Jika dilihat kembali, ada yang aneh dengan wajahnya. Beberapa lebam biru dan luka sobek di sudut bibirnya yang baru saja Kave sadari. Apakah anak ini termasuk anak berandalan? Tapi wajahnya seperti wajah anak cupu apalagi dengan kacamata kotak berlensa tebal.
Korban pembullyan, ah?
"Ini anaknya ibu, anak kandungnya. Nak Kaven, ini anaknya om namanya Andika terus yang cewek tadi kembarannya, namanya Cyra."
Kave menoleh, mengangguk dan mengulurkan tangannya seraya berkata, "gue Kalaven, gue akan senang jika lo panggil gue Kave."
Sudah dikatakan bukan? Ia tidak suka dengan panggilan Kaven.
Uluran tangannya di sambut, tangannya sedikit kasar, dingin, dan terasa kaku.
"Andika,"ucapnya dengan pelan.
"Oke, nice to meet you, Andika,"ucap Kave sok ramah. Yah, ia kan harus tinggal disini selama satu tahun tentu saja harus bersikap ramah bukan? Minimal tahu diri lah, hehe.
"Loh, sudah kenalan ternyata. Baru mau ibu kenalin, Cyra sini kenalan sama anaknya ibu."

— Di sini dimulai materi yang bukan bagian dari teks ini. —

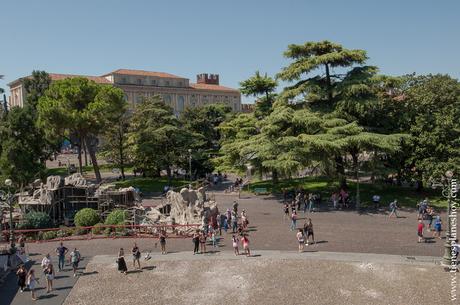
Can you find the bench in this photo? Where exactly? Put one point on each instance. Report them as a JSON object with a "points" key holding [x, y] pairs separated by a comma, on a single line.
{"points": [[260, 190]]}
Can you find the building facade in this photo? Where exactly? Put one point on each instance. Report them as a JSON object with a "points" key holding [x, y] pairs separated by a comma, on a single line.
{"points": [[177, 92]]}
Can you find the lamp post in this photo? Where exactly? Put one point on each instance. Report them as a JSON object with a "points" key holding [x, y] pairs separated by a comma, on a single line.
{"points": [[447, 258], [190, 163], [8, 198]]}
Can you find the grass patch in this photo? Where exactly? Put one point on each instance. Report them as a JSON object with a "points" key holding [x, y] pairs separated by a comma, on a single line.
{"points": [[407, 197], [150, 184]]}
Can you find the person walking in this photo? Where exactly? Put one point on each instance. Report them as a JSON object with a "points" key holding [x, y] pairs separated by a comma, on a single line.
{"points": [[32, 282], [334, 199], [136, 256], [309, 232], [234, 222], [393, 208], [245, 241], [437, 227], [196, 242], [293, 220], [162, 240], [49, 274], [420, 230], [300, 239], [22, 277], [75, 258], [45, 262], [121, 262], [203, 243], [286, 211], [61, 252], [311, 199], [235, 241]]}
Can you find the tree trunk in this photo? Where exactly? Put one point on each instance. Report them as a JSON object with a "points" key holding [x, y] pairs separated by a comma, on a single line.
{"points": [[328, 84], [340, 169], [354, 156], [86, 153], [80, 165], [121, 154], [275, 176], [168, 173], [92, 154]]}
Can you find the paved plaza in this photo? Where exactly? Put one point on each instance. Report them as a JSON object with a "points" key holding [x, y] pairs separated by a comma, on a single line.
{"points": [[359, 258], [270, 278]]}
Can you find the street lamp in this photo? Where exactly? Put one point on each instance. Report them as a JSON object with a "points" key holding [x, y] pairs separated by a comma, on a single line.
{"points": [[190, 163], [447, 258], [8, 198]]}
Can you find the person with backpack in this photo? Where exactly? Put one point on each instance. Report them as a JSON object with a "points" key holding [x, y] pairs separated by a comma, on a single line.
{"points": [[293, 220], [393, 208], [136, 256], [308, 228], [75, 258], [235, 241], [300, 239]]}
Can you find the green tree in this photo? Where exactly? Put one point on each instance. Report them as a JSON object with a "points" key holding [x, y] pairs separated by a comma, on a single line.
{"points": [[79, 109], [36, 86], [21, 151], [115, 143], [434, 125], [157, 141], [312, 56], [86, 217], [256, 86]]}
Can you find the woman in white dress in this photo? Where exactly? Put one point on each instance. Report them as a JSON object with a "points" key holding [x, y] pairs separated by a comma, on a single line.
{"points": [[32, 282]]}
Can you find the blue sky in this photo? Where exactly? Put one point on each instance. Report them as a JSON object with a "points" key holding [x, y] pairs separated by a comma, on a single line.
{"points": [[231, 38]]}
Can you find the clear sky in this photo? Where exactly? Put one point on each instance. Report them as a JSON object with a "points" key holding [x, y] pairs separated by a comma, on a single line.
{"points": [[232, 38]]}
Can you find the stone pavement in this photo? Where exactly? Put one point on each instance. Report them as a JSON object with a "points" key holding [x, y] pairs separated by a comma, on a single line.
{"points": [[270, 277], [63, 284]]}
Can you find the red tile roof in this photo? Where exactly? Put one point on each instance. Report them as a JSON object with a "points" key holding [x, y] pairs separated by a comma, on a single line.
{"points": [[212, 87], [97, 79], [143, 73]]}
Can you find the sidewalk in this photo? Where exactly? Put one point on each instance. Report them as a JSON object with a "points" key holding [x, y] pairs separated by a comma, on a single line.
{"points": [[63, 284]]}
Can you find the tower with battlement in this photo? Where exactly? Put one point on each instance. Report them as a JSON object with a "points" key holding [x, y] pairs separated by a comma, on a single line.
{"points": [[209, 79]]}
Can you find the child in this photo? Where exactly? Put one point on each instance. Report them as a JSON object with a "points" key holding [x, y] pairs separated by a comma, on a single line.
{"points": [[235, 242], [213, 238], [420, 230], [437, 227], [245, 242], [300, 239]]}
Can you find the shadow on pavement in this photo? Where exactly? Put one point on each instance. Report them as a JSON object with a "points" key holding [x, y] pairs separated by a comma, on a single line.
{"points": [[47, 296], [89, 273]]}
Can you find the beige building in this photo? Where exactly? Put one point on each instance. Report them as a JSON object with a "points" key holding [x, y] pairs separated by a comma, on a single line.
{"points": [[176, 91]]}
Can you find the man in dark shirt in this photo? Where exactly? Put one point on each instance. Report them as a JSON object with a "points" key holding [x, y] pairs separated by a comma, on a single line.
{"points": [[61, 252]]}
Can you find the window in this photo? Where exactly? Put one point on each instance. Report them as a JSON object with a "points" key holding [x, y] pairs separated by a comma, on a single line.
{"points": [[180, 103], [167, 99]]}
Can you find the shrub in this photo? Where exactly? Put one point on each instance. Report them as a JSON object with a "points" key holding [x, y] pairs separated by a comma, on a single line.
{"points": [[36, 220], [86, 217], [107, 231], [49, 235], [97, 229], [40, 235], [80, 231], [116, 217]]}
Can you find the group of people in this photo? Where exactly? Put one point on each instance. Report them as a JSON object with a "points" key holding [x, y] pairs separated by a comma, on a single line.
{"points": [[29, 279], [304, 234], [300, 199], [428, 220]]}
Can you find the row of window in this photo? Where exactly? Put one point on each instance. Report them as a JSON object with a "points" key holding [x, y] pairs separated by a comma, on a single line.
{"points": [[152, 82]]}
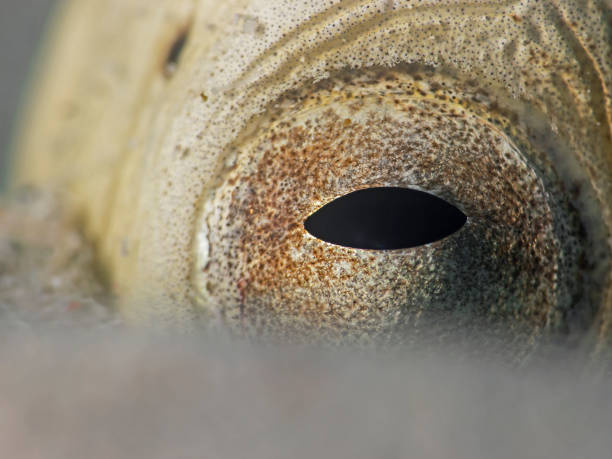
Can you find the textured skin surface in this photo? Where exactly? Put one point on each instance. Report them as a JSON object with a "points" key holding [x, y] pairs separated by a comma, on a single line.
{"points": [[157, 161]]}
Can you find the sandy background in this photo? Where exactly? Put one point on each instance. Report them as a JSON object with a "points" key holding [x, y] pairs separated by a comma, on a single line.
{"points": [[21, 26]]}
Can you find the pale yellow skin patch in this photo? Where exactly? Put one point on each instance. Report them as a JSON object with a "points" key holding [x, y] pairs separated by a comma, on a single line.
{"points": [[135, 152]]}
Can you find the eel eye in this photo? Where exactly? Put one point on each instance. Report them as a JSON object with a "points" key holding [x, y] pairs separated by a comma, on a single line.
{"points": [[385, 218]]}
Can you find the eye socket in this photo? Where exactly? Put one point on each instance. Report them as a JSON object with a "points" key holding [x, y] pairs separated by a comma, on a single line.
{"points": [[385, 218]]}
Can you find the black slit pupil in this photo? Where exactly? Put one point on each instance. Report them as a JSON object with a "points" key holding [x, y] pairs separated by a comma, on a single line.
{"points": [[175, 52], [385, 218]]}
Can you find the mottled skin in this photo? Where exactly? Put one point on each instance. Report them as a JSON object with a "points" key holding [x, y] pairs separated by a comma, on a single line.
{"points": [[193, 177]]}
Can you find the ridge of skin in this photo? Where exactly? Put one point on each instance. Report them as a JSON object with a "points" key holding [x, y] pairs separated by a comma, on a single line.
{"points": [[136, 154]]}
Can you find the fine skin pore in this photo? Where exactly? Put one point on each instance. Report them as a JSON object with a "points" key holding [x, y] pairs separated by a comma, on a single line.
{"points": [[171, 151], [191, 140]]}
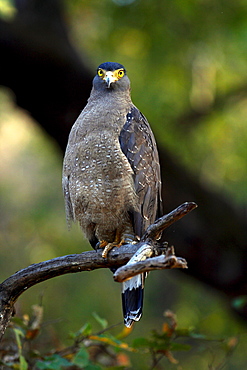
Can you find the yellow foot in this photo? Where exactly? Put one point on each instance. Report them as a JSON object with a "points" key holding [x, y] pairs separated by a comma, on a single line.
{"points": [[109, 247]]}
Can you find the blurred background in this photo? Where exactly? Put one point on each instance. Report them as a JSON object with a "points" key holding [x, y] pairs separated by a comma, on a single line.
{"points": [[187, 64]]}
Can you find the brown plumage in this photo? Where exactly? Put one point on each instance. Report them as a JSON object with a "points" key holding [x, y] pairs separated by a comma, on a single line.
{"points": [[111, 174]]}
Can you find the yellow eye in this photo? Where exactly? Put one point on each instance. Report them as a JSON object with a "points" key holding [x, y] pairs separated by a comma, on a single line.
{"points": [[120, 73], [100, 73]]}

Gadis yang dipanggil Cyra tadi mengangguk ke arahnya, memperkenalkan dirinya tanpa menerima uluran tangan dari Kave sama sekali.
"Maaf, aku sudah wudhu, mau sholat isya,"jawab gadis itu dengan lembut.
Kave menarik tangannya kemudian mengangguk paham, ah, ternyata mereka berbeda hehe.